Thought experiments are magnificent little things with huge implications. Can an earthquake shatter a planet, for example? No – but you could power the entire planet twice over if you hooked up geothermal plants to Yellowstone’s supervolcanic magma chamber, to give another.
Now, two researchers at the Department of Global Ecology at Stanford’s Carnegie Institution for Science have indulged in another science-based ponder: what’s the maximum potential for wind farms over the open oceans? Could you power the entire planet, hypothetically speaking?
As it turns out, the answer is yes. It doesn’t mean that we’re about to suddenly cover a massive chunk of ocean water in spinning turbines, but it illustrates that there’s so much untapped clean energy out there – and a good swatch of it resides atop the open ocean.

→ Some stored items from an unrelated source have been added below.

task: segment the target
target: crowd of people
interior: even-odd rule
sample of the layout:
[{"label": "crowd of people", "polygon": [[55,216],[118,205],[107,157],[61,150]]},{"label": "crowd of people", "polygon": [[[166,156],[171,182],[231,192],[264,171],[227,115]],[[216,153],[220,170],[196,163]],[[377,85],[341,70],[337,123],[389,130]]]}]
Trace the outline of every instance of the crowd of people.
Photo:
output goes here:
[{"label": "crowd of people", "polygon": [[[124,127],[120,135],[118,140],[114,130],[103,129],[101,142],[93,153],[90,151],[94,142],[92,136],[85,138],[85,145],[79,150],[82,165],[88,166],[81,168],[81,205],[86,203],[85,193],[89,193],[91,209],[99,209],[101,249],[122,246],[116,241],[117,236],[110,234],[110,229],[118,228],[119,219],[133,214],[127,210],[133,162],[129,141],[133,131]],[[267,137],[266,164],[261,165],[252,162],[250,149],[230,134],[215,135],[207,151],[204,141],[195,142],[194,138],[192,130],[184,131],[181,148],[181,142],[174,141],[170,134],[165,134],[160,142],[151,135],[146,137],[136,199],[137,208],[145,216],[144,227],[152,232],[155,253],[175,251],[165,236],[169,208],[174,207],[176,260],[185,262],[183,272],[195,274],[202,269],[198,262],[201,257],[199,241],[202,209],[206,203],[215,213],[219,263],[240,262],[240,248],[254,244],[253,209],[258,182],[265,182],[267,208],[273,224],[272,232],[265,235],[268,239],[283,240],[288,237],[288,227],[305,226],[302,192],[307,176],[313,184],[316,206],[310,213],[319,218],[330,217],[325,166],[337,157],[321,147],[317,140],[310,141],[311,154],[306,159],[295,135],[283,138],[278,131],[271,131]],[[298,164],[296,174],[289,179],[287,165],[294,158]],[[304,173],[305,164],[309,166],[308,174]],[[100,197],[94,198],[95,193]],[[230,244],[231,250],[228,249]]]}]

Writing in the Proceedings of the National Academy of Sciences, the researchers pointed out that wind speeds over open oceans are around 70 percent higher than those on land, not least because there’s little to block their flow. That’s why offshore wind turbine development is growing at a considerably rapid pace.
Looking at the North Atlantic, the pair calculated that the confluence of strong, unobstructed wind currents could generate four times more power than the average large wind farm. These currents are strongest in the winter months when the gradient between the cool Arctic and the hot equatorial regions is highest.
Additionally, their calculations suggest that the surface heat flux from the ocean there – the radiation coming off the ocean as it cools, essentially – is high enough to contribute to this treasure trove of available kinetic energy.
“While no commercial-scale deep water wind farms yet exist,” the authors explained, “our results suggest that such technologies, if they became technically and economically feasible, could potentially provide civilization-scale power.”
They’re not kidding. According to their mathematical and computational modeling, a sizeable enough wind farm could completely satiate the current global energy demand all by itself.
The one catch is that the wind farm would need to be around 3 million square kilometers (about 1.2 million square miles). That’s a little more than the area of Argentina, or slightly less than that of India. Sounds huge, but that’s still less than 3 percent of the entire area of the Atlantic Ocean, so it wouldn’t really take up that much room.
A separate analysis recently suggested that if just 4 percent of the world’s electricity came from offshore wind farms, the world would drawdown 12.8 billion tonnes (14.1 billion US tons) of carbon emissions and save $275 billion. We don’t know about you, but setting sail toward a wind-powered future sounds pretty good to us.